0
votes

Requirement: Search with special characters in a text field.

my Solution so far: Use wildcard query with custom analyzer. I want to use wildcards because it seems the easiest way to do partial searches in a long string with multiple search keys. See ES query below.

I have an index called "invoices" and it has document with one of the fields as

"searchString" : "I000010-1 000010 3901 North Saginaw Road add 2 Midland MI 48640 US MS Dhoni MSD-Company  MSD (777) 777-7777 (333) 333-3333 [email protected] msd-company msdhoni Dhoni, MS (3241480)"

Note: This field acts as the deprecated _all field in ES.

Index Mapping for this field:

"searchString": {"type": "text","analyzer": "multi_level_analyzer"},

Analyzer settings:

PUT invoices

{
  "settings": {
    "analysis": {
      "analyzer": {
        "multi_level_analyzer": {
          "type": "custom", 
          "tokenizer": "whitespace",
          "char_filter": [
            "html_strip"
          ],
          "filter": [
            "lowercase",
            "asciifolding"
          ]
        }
      }
    }
  }
}

My query looks something like this:

GET invoices/_search

{
    "query": {
        "bool": {
            "must": [{
                    "wildcard": {
                        "searchString": {
                            "value": "msd-company*",
                            "boost": 1.0
                        }
                    }
                },
                {
                    "wildcard": {
                        "searchString": {
                            "value": "Saginaw*",
                            "boost": 1.0
                        }
                    }
                }
            ]
        }
    }
}

My question: Earlier when I was not using a custom analyzer the above query worked BUT I was not able to search for words with special characters like "msd-company".

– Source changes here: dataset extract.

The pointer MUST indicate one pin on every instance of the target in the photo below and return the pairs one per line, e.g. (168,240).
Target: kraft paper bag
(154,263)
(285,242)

After attaching the custom analyzer(multi_level_analyzer) the above query fails to return any result. I changed the wildcard query and appended an asterisk before the search key and for some reason it works now. (referred this answer)

I want to know the impact of using "* msd-company*" instead of "msd-company*" in the wildcard query for the text field. How can I still use the wildcard query "msd-company*" with custom analyzer?

Open to suggestions for any other approach to my problem statement.

1

1 Answers

1
votes

I have solved my problem by changing the mapping of the said field to this:

"searchString": {"type": "text","analyzer": "multi_level_analyzer", "search_analyzer": "standard"},

But since wildcard queries are expensive, I would still like to know if there exists a better solution to satisfy my search use case.